The “Joys” of Home-Schooling
As if 2020 wasn’t quite bad enough we begin the new year with a fresh lockdown and another attempt at homeschooling.
Parents across the world steady themselves for round, after gruelling round, of teaching, working, parenting, and back again, with the mere whiff of respite in between.
And if last time is anything to go by then we’re in for a bumpy ride. Nightmares of homeschooling 2020 still haunt our sleep. The terrifying teacher updates with endless links, portals we’ve never heard of, and passive-aggressive What’s App parent groups. Echoey dreams tell us to log-in to Zorkle, download Bamboozle, enter the Bazinga portal, do not pass go, do not collect 200 pounds.
But dear parents, this is not our first rodeo. We’ve been here before, how hard can it be?
VERY. Very is the only answer to that question.
For me, it’s not the teaching part exactly that I find the hardest. Although I know plenty of mums who would disagree, for their own completely valid reasons: Their child won’t focus at home, they are trying to teach three kids, there aren’t enough devices, to name but a few.
And it’s not necessarily the working from home part that I struggle with. Although that does come with its own unique set of challenges – no transition time, no boundaries, no getting dressed for work.
But it is the combination of trying to do both of these, highly intensive and all-encompassing, roles together that poses the biggest concern. It’s like Tetris, no matter how I twist and turn, those two roles just will. not. fit.

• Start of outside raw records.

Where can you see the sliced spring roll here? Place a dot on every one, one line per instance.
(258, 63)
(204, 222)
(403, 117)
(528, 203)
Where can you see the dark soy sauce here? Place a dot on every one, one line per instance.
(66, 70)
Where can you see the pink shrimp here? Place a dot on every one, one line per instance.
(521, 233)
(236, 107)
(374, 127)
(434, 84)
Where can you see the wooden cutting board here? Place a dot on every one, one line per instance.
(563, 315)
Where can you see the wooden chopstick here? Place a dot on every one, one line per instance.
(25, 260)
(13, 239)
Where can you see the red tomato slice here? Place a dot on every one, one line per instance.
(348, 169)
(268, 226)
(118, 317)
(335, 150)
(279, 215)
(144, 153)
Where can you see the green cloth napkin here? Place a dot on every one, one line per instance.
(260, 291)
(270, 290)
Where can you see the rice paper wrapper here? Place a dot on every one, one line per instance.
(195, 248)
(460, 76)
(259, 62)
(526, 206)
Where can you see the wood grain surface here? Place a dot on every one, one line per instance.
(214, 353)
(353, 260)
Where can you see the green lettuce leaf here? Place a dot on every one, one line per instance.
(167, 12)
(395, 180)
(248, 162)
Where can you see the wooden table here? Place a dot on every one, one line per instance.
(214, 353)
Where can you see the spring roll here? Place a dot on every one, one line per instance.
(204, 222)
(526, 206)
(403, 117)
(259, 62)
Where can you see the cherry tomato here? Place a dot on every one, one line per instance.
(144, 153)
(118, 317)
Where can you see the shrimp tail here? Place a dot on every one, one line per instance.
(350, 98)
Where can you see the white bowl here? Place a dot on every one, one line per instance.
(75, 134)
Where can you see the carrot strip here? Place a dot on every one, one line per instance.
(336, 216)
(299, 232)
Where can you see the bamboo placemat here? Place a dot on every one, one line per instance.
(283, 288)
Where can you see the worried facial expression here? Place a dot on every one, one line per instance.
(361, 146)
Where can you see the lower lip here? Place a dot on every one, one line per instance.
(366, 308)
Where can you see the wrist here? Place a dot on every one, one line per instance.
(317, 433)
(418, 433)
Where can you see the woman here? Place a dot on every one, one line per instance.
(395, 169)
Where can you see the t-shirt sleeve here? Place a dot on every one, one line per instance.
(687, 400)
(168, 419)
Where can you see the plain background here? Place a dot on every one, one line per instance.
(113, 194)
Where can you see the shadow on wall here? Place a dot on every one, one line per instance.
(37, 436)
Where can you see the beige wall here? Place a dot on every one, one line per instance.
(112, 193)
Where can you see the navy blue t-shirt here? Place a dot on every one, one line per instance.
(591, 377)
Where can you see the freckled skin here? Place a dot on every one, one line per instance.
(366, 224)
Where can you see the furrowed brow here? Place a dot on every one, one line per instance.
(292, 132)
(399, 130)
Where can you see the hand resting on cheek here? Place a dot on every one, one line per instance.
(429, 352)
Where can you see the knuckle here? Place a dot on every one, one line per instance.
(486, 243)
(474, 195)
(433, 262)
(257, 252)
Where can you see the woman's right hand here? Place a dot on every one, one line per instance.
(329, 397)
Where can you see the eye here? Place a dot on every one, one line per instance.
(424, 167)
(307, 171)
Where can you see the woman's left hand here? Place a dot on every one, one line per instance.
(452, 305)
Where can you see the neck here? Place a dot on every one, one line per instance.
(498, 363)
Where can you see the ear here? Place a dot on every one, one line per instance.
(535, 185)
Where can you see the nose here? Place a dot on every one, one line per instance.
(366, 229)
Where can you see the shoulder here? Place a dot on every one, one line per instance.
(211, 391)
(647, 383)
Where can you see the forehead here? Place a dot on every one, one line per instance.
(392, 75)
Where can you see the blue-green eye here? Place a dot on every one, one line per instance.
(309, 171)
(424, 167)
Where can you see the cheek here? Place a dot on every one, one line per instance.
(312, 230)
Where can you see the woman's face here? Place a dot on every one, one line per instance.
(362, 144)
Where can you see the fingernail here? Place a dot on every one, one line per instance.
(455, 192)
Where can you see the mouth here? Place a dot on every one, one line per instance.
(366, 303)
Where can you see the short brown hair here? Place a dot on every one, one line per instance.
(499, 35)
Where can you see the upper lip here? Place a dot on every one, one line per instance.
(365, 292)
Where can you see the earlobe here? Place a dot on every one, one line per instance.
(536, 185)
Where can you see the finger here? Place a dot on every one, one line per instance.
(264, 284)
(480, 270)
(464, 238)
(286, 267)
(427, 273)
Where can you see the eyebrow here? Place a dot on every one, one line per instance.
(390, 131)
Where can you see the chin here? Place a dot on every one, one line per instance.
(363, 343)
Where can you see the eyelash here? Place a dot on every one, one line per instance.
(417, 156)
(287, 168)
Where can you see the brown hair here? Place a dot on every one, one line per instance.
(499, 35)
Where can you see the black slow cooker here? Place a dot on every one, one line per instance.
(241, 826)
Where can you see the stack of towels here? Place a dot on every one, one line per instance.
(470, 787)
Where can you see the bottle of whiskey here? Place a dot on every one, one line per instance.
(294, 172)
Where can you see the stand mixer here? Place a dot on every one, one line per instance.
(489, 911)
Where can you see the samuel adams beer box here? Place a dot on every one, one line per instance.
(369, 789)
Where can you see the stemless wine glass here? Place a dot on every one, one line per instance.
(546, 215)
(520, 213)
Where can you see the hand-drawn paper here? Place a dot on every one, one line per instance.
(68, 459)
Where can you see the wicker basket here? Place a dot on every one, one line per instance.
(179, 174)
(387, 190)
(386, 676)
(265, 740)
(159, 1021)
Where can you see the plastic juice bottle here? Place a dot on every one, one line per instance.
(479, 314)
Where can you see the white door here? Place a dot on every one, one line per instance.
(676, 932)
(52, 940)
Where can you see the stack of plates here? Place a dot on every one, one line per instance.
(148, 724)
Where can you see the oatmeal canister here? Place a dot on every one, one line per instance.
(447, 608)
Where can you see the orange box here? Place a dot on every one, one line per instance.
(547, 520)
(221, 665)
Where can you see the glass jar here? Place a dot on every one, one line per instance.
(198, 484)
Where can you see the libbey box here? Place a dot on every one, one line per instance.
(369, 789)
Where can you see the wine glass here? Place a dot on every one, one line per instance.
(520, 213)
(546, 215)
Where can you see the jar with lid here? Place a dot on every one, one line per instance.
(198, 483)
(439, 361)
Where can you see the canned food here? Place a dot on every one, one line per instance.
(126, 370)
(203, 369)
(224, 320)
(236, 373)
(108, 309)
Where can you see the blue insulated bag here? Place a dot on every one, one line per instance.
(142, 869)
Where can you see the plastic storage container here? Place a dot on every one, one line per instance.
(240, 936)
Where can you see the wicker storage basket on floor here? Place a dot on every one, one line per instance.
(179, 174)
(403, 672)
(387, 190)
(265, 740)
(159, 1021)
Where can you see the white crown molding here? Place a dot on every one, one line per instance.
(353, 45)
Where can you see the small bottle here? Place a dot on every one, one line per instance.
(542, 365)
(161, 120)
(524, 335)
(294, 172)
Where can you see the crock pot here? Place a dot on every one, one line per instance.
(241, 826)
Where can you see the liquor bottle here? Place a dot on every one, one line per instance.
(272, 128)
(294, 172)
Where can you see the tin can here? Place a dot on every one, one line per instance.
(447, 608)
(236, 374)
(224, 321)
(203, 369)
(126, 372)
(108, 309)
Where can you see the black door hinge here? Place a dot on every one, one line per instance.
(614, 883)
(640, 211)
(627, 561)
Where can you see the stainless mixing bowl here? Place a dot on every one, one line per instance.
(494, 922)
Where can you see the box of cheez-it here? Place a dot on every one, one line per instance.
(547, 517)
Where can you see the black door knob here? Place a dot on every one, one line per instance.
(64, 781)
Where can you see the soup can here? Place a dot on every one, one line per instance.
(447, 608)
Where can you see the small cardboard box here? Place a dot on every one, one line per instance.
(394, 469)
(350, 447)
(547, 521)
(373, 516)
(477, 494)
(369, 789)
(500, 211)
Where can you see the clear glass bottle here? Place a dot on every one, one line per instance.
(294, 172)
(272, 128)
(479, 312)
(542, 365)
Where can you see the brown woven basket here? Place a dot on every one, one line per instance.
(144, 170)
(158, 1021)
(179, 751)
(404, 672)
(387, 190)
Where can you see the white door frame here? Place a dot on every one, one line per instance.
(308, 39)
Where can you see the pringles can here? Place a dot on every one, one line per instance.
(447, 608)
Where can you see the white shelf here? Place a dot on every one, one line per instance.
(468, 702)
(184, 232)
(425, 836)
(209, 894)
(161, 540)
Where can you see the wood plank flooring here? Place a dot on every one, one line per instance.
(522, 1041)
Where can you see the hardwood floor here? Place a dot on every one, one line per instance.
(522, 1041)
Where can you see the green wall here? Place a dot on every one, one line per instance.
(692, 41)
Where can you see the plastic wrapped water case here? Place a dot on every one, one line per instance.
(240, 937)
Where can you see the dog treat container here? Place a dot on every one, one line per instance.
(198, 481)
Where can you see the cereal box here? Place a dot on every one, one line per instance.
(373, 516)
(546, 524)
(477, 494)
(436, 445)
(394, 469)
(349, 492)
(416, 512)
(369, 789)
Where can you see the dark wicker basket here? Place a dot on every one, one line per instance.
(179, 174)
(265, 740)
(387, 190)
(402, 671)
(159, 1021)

So it was a relief to read something recently which said ‘We are not working from home, we are parenting from work”. And that’s exactly how it feels.
Can you imagine in the pre-covid world your kiddos bursting into your top floor, city-centre office space because they need the loo? Or refusing to leave your desk until you supply them with an endless supply of sugary snacks?
Never before in history has so much been expected of us – work full-time, keep the home, nurture the kids and now teach them as a full-time job. The weight of these expectations crushing our spirit.
But then, something dawned on me. Somewhere between Bridgerton starting and the Joe Wicks farting drama ending, I had a realisation: It’s not that we’re failing at this, it’s that it can’t be done.
Mother Pukka, the Instagrammer and Flex-campaigner, put it perfectly when she said “there are 8 hours in the working day, 6 hours of school, and 12-hours of parenting wrapped around that, mostly falling on female shoulders”.
Trying to excel at both, in my opinion, is a recipe for disaster.
However, all is not lost. There is humour in this situation for sure. There’s listening into your children’s’ Teams conversations just for laughs. Watching your five-year-old achieve more technological dexterity than you have accumulated over a life-time. And finding solace in Tik Toks and Reels of other mums just trying to make it through the day.
You know the ones right? MammyBanter and Sophie Craig for example, providing a slice of hilarity in an otherwise anxiety-ridden day. Brightening our feeds with videos of despairing woman, barely, just barely keeping it all together. Finding support in seeing ourselves replicated in the Banana Bread mum of 2020 compared to the Banana-In-Bread mum of 2021.
What these videos are so great at, is providing a welcome reminder that at the very least, we are all in this together.
Frances Spencer-Barton is is founder of LOOKLOOK, a brand engagement agency with a specialism in photo technology. Frances is Mum to two girls aged 8 and 5 and is living the home-schooling dream.